Libertad Informativa

Sin Protocolo / A la “caza de candidatos”

La “caza de candidatos” es una práctica común de los partidos políticos que se intensifica conforme se acercan los procesos electorales.

Esa búsqueda de perfiles sucede bajo diferentes enfoques. El más recurrente son los casos populares. 

Los partidos abandonaron la formación de cuadros, y hoy buscan actores, influencers, empresarios o figuras reconocidas que aseguren votos rápidos.

Otra estrategia es la cooptación de opositores. Con ello, buscan debilitar al adversario al sumar líderes o candidatos, con sus estructuras territoriales.

Crisis de confianza golpea partidos por corrupción y crimen

Ante las recientes reformas electorales y el escrutinio ciudadano, los partidos se encuentran presionados para atraer perfiles incorruptibles, técnicos o académicos que mejoren su imagen.

Sin embargo, esa acelerada estrategia de captación ha generado fuertes críticas, por el riesgo de postular candidatos sin preparación para el servicio público.

Peor aún, por la infiltración de candidatos vinculados al crimen organizado al no aplicar filtros de seguridad y controles de confianza.

Los partidos políticos encabezan la desconfianza ciudadana, concentrando un diferencial negativo de 68 puntos, según el estudio Confianza en las Instituciones 2026.

Dicha crisis de descrédito ubica a los partidos como los peor evaluados, superando incluso a senadores, policía y gobernadores.

Ese descrédito lo muestran estudios recientes como el de Arias Consultores y el INE que detallan el sentir de la población respecto a los partidos.

Por ejemplo, el 90 % de los ciudadanos que desconfían de las instituciones públicas asocian directamente sus deficiencias a prácticas corruptas.

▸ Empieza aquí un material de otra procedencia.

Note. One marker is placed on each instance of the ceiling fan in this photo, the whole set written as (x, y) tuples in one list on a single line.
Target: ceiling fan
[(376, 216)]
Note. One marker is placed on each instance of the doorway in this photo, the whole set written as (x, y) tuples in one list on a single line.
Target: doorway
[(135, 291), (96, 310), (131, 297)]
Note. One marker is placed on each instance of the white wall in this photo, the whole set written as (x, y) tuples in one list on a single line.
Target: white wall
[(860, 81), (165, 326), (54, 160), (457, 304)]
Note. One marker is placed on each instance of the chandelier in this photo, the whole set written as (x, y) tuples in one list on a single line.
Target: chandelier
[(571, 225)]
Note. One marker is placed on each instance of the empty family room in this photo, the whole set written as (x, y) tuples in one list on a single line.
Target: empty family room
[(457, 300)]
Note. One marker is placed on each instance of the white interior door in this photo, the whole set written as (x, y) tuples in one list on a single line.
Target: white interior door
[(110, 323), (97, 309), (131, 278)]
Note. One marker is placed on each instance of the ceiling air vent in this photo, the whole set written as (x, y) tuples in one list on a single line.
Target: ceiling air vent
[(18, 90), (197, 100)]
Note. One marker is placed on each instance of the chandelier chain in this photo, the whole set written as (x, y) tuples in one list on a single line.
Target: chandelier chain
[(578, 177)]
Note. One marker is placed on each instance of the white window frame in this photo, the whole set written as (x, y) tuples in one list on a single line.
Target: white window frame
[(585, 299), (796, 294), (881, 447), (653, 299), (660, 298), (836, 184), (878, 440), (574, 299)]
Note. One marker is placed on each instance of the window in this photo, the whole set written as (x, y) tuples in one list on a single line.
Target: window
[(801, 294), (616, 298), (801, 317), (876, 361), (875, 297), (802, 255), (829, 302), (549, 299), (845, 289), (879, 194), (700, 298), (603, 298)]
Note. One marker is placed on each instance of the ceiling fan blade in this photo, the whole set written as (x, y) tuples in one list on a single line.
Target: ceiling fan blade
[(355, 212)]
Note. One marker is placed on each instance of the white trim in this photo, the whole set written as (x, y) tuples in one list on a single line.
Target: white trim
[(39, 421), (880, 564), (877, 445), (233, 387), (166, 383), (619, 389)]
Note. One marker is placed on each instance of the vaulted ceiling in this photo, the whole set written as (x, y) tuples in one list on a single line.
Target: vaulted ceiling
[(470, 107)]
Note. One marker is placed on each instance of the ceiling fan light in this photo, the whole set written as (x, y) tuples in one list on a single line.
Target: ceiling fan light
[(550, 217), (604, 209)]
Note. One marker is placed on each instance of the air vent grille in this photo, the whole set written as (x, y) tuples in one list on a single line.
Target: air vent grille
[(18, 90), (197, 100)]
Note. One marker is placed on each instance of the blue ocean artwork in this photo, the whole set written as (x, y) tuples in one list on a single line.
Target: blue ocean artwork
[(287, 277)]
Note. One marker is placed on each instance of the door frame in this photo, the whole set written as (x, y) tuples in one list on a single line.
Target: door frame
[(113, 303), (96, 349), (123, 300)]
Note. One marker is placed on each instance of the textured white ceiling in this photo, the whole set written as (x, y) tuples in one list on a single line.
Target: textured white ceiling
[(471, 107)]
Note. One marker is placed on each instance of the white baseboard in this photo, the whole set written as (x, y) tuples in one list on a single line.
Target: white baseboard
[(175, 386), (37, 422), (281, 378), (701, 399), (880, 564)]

Debilitamiento de la confianza ciudadana

El nepotismo es señalado constantemente por analistas y encuestadoras como uno de los principales vicios que alejan a los partidos de la ciudadanía.

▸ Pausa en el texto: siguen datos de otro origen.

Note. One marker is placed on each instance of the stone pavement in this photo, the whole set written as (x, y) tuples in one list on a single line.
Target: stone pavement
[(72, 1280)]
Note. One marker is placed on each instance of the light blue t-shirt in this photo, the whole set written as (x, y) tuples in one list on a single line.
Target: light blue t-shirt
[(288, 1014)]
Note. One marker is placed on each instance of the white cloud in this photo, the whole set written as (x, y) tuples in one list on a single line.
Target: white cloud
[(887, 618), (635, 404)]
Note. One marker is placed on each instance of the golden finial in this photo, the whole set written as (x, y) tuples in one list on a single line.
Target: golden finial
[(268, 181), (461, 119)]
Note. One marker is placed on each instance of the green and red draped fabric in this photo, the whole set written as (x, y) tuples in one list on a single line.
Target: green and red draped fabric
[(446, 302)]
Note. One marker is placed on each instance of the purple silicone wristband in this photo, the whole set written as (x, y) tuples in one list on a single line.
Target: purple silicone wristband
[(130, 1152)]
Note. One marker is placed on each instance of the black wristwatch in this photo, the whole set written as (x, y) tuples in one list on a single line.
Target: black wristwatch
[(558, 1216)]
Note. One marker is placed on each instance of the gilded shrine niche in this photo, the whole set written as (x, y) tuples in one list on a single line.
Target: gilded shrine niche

Históricamente, el descrédito se traduce en un alto abstencionismo y en un severo cuestionamiento a la cultura cívica.

El descrédito no solo afecta la imagen de los políticos, sino que repercute en la estabilidad democrática, apego a las normas y el cumplimiento de las obligaciones como el pago de impuestos.

Eso es lo que sucede en los partidos políticos con desprestigio a cuestas y la pérdida sistemática de simpatía, de electores y votos.

PROSPECCIÓN…  Bajo la perspectiva señalada, la visión empresarial cobra fuerza en distintas entidades, como sucede actualmente en la política de Chihuahua.

Es el caso del empresario José Luis Franco Villa Lobos, actual vicepresidente del sector Infraestructura Educativa de la Cámara Mexicana de la Industria de la Construcción (CMIC). Su vinculación con sectores productivos le ha permitido entender de primera mano las necesidades de quienes generan empleo, inversión y desarrollo en Chihuahua, de cómo funcionan los proyectos, cómo se gestionan recursos y se logran resultados.

En el escenario actual marca la diferencia Franco Villa Lobos, porque mientras muchos actores encuentran en la política una forma de vida, existen perfiles cuya motivación surge desde otro lugar: la experiencia, la construcción de proyectos y el interés por aportar desde el conocimiento acumulado fuera de los cargos públicos.

José Luis forma parte de esa generación que no necesita llegar a la política para construir patrimonio o reconocimiento personal. Su historia está ligada al trabajo, al sector productivo y a los espacios donde se toman decisiones que impactan directamente en el desarrollo económico de las regiones.

Por eso su crecimiento político comienza a llamar la atención. Se trata de un perfil poco común: alguien que entiende tanto el lenguaje ciudadano como el empresarial y que ha logrado tender puentes en ambos mundos.

En un estado como Chihuahua, donde el desarrollo económico y la inversión tienen un papel central en la vida pública, esa combinación podría convertirse en uno de los activos políticos más relevantes de los próximos años.